The leaf vein pattern of auxin inhibitor-treated seedlings differed from the untreated seedlings (Fig. 5). In addition, there were some differences in the leaf vein pattern between the two inhibitor classes. For the polar auxin transport inhibitors (NPA, HFCA, and TIBA), the most pronounced effects on leaf veins were alterations in the midvein and in the veins adjacent to the leaf margin (Figs. 5, B–D, and 2C). Leaves of polar auxin transport inhibitor-grown seedlings differed from those of untreated seedlings in five ways: (a) there was often space between some TE cell files; (b) the midvein was often bifurcated; (c) more secondary veins branched from the midvein; (d) the midvein was much thicker; and (e) the midvein was not continuous with the stem vascular tissue, but instead terminated in the petiole (compare untreated tissue, Fig. 5E, with polar auxin transport inhibitor-treated tissue in Fig. 5, I and J). The veins adjacent to the leaf margin of the polar auxin transport inhibitor-grown seedlings differed in that a thick band of TEs extended around the leaf margin (compare Fig. 5, K and L). These TEs were a combination of normal-appearing, elongated TEs and rounded, misshapen TEs (Fig. 5L). These changes were observed with all three polar auxin transport inhibitors.
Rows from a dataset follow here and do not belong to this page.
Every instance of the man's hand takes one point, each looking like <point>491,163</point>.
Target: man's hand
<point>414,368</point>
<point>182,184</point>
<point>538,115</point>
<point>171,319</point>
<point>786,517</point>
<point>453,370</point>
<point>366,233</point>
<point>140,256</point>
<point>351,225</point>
The leaf vein pattern for seedlings grown in medium containing the second auxin inhibitor class (PCIB) showed a subset of the defects observed for the polar auxin transport inhibitors (Fig. 5, F–H). As in the polar auxin transport inhibitor-grown seedlings, the midvein was thicker and spaces between TE cell files were evident. However, the midvein was continuous with the stem at all concentrations tested (up to 100 μm). The veins at the leaf margin of the PCIB-grown leaves appeared the same as those of the polar auxin transport inhibitor-grown seedlings. At intermediate concentrations, leaves contained a greater number of veins, however, the overall pattern was similar to that of wild type (Fig. 5G).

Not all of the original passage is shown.